| // Requiring up to 2^n terms for what was an n-dimensional space// Sometimes, the economy is illusory, e.g. normal vectors transform differently than position vectors do. Sure, you can, if you want, use the same data structure to represent both of them, but you'll still have to have some way of keeping track what kind of vector it is holding, as well as sprinkle special cases throughout your code to handle each one differently. GA, takes the bull by the horns by having vectors use one basis (i,j,k) for vectors, and another basis (j*k, k*i, i*j) for the other. // never understood the utility of combining them into one equation // This is a good example of how having a higher-dimensional space actually gives you better economy of storage than a lower dimensional space does: one equation is better than two, or four :-) And electric fields are different from magnetic fields in quite the same way as vectors are different from bivectors.

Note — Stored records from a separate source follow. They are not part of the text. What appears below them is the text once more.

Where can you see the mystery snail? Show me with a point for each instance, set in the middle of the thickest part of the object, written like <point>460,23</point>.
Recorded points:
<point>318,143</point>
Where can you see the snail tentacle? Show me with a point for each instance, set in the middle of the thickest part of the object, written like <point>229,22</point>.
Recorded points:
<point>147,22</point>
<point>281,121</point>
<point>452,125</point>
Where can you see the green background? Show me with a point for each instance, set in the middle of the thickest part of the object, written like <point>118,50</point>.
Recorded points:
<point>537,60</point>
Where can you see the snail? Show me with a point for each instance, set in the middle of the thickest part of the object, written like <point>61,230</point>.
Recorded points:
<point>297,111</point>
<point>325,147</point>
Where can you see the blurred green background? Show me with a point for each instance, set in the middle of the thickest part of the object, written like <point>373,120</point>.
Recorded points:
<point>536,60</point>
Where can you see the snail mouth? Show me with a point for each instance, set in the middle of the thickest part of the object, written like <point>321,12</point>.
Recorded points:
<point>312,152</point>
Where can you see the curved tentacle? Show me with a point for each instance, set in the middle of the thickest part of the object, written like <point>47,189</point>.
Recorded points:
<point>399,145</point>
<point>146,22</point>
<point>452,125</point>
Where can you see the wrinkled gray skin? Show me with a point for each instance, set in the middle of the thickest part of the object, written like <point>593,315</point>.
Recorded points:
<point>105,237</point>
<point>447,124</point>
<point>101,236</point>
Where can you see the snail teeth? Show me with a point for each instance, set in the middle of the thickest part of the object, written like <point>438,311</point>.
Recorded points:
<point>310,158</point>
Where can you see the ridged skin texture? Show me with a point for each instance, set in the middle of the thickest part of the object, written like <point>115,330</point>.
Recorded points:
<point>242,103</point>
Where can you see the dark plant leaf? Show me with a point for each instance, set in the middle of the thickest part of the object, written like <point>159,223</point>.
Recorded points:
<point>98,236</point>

You can either "special case" them by using a different equation for Electric and Magnetic fields, or you can treat them uniformly with one. |
What irks me is that the magnetic part of the Maxwell equations is 0 for geometrical reasons, whereas the electrical part is 0 for physical reasons (roughly speaking the curvature of the potential is proportional to the current). Putting them in one equations makes it seem as if you could have something other than 0 on the magnetic side, which is impossible without fundamentally changing the topology of spacetime.
Treating them uniformly is a mistake in my opinion.